The U.S. Food and Drug Administration will convene a panel Tuesday to review its lifetime ban on blood donations from men who have had sex with a male partner — a policy that has been in place since 1983 but that advocates and public health experts say is outdated and discriminatory.
With the rise of the AIDS epidemic in the early 1980s, the FDA moved to bar blood donations from all men who had engaged in same-sex intercourse in or after 1977 — the year the epidemic began in the U.S.
At that time, men who engaged in homosexual sex were the most severely hit by HIV infection. The virus was poorly understood and the prognosis for sufferers was grim, with most dying shortly after developing AIDS — a far cry from its current status as a disease that can be managed with a diligent regimen of anti-retroviral therapy (ART). In addition, the first HIV blood test wasn’t licensed until 1985.

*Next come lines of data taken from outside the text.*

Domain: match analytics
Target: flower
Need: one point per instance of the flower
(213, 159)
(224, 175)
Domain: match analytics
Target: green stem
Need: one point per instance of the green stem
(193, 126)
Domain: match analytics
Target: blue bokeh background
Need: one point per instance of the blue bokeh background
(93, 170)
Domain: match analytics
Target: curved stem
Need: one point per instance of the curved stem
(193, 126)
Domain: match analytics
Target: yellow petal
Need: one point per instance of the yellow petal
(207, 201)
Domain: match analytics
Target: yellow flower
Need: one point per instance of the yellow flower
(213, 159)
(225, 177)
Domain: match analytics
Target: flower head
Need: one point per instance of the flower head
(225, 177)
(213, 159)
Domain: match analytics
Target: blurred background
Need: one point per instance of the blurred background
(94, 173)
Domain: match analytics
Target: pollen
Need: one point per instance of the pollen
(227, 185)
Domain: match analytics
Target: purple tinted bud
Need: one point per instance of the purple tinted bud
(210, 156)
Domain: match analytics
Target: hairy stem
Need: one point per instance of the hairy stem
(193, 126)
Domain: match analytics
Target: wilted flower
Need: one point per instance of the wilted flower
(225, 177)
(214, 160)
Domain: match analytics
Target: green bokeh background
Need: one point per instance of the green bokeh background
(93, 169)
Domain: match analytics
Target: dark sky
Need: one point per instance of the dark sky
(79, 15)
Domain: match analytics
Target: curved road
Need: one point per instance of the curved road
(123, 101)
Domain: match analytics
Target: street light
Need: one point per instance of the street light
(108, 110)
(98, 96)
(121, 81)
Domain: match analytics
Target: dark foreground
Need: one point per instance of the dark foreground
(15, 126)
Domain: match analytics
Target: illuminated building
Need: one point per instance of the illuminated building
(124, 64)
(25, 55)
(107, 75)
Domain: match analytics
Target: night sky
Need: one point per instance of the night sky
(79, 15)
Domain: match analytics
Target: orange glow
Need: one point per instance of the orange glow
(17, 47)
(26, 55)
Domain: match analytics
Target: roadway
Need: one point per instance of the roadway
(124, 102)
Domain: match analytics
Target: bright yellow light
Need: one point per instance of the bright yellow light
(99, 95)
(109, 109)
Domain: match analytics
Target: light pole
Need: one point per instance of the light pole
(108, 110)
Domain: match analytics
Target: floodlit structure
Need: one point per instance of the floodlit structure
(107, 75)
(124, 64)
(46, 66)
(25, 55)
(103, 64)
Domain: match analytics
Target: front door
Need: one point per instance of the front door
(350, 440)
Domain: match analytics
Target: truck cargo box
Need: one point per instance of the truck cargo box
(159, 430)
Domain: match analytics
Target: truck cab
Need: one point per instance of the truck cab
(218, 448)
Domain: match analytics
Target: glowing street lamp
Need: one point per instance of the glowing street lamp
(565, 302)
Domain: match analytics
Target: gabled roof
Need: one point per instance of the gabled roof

So while a lifetime ban on blood donation for men who have sex with men — a population often abbreviated to MSM in public health discussions — may have been prudent at the time in the United States, other countries such as Australia, Canada, Italy and the United Kingdom have since lifted their bans in favor of a system that requires that MSM blood donors abstain from sex for a period of time, usually year or more, before they can give.
“Evidence form Italy, the U.K., Canada and the like all suggest that the FDA’s current policy is an overreaction,” said I. Glenn Cohen, a professor at Harvard Law School and faculty director of the school’s Petrie-Flom Center for Health Law Policy, Biotechnology and Bioethics. “I think it’s really more or less a no-brainer that they should move to the 12-month deferral.”
Cohen pointed out that the FDA has a 12-month deferral policy for men who have had sex with prostitutes and for women who have had sex with HIV-positive men.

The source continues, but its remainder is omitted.